The reality is that right now, it’s all cobbled together and doesn’t feel that different than managing your firmware as a hobbyist. While the company does warn its users that the 360 Professional is meant for power users and values configurability over user-friendliness, the actual instructions—which are scattered throughout several PDF instruction manuals on the site—involve forking a GitHub repo, hooking into Github Actions for firmware builds, and depending on how comfortable you are hacking firmware, modifying the code directly or using their hosted open source GUI to handle remapping keys and layer definitions6. It all works, and I don’t expect firmware development to be a core strength of an ergonomics company, but it’s certainly a lot more roll-up-your-sleeves than I’d expect of a commercial product.

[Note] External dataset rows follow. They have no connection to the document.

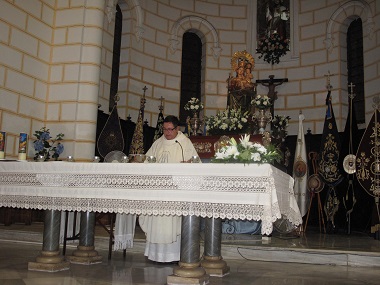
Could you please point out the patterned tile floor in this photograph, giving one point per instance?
(134, 269)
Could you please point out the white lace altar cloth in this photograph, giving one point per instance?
(232, 191)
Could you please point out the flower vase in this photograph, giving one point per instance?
(195, 123)
(263, 117)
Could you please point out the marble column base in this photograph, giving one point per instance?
(49, 261)
(188, 273)
(215, 266)
(86, 255)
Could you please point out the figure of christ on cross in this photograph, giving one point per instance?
(271, 83)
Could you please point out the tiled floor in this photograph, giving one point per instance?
(134, 269)
(238, 251)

Other Mechanical Keyboards

Remember how I also built a GMMK Pro at the same time as I received the Advantage360? There is more competition and options in the mechanical keyboard landscape than even a couple of years ago, and I suspect developments in both hardware and firmware have enabled—maybe even created a sense of urgency—Kinesis to update their flagship product line to something a bit more modern.

It’s not a completely apt comparison, but the 360 lacks a lot of the customization options for pre-built keyboards in the $400+ price range. The build quality remains mostly plastic, and the key switches and caps are serviceable but multitudes of better quality options exist now, and pretty much all the hardware parts are proprietary to Kinesis. That said, as of the end of October, they’re completely sold out of their batches, and I expect availability to be pretty limited for the next 6 months, given COVID supply chain disruptions and how much of an upgrade this is over the previous Advantage2.

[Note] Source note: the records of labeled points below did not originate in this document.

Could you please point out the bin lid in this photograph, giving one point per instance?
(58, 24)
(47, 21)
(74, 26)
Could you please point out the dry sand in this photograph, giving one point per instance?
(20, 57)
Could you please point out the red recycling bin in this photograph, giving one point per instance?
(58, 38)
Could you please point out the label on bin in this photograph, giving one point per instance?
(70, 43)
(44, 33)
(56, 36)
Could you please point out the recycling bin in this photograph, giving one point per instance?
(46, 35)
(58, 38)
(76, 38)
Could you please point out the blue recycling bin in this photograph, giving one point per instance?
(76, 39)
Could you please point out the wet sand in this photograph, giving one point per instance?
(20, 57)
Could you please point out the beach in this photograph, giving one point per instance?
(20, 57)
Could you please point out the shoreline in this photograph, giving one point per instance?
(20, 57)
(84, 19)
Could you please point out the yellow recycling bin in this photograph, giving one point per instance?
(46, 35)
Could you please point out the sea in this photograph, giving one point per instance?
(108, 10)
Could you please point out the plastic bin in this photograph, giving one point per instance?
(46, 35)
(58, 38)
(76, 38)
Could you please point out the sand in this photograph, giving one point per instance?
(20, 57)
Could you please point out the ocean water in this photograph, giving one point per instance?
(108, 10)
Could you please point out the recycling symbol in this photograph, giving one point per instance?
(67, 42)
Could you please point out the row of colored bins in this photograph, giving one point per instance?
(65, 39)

Maybe it’s the engineer in me that’s laid dormant all these years that I’ve transitioned into management, but I find the world of split keyboards and the experiments into ergonomics and comfort and functionality7 fascinating. Beyond the Advantage360, there are the aforementioned Model 100 and Defy as other commercial products, but also open source builds like the Lily58 and Corne keyboards which open up all sorts of tinkering possibilities. Yes, all of this is in service of making the act of pressing down on a couple of buttons feel a bit more pleasant; it makes about as much sense as, say, making a bunch of miniature gears turn to tell time imperfectly.


  1. I think I have that branding right; it’s taking all my willpower to avoid adding the missing ␣.

  2. My wife was confused as to why there was suddenly all these new keyboards around the house. The kids were excited.

  3. There’s even a company that sells after-market PBT keycaps for the Advantage keyboards; the set is non-standard.

  4. You’re kinda invested in learning a new keyboard anyway, might as well customize it.

  5. Of course, the 360 Pro only has a set of no-frills white LEDs with 5 levels of brightness and keeping them on kills the battery.

  6. And if you’re not a programmer, this is a pretty challenging set of steps to undertake.

  7. Less explored for me so far are layers, macros, tap keys, etc.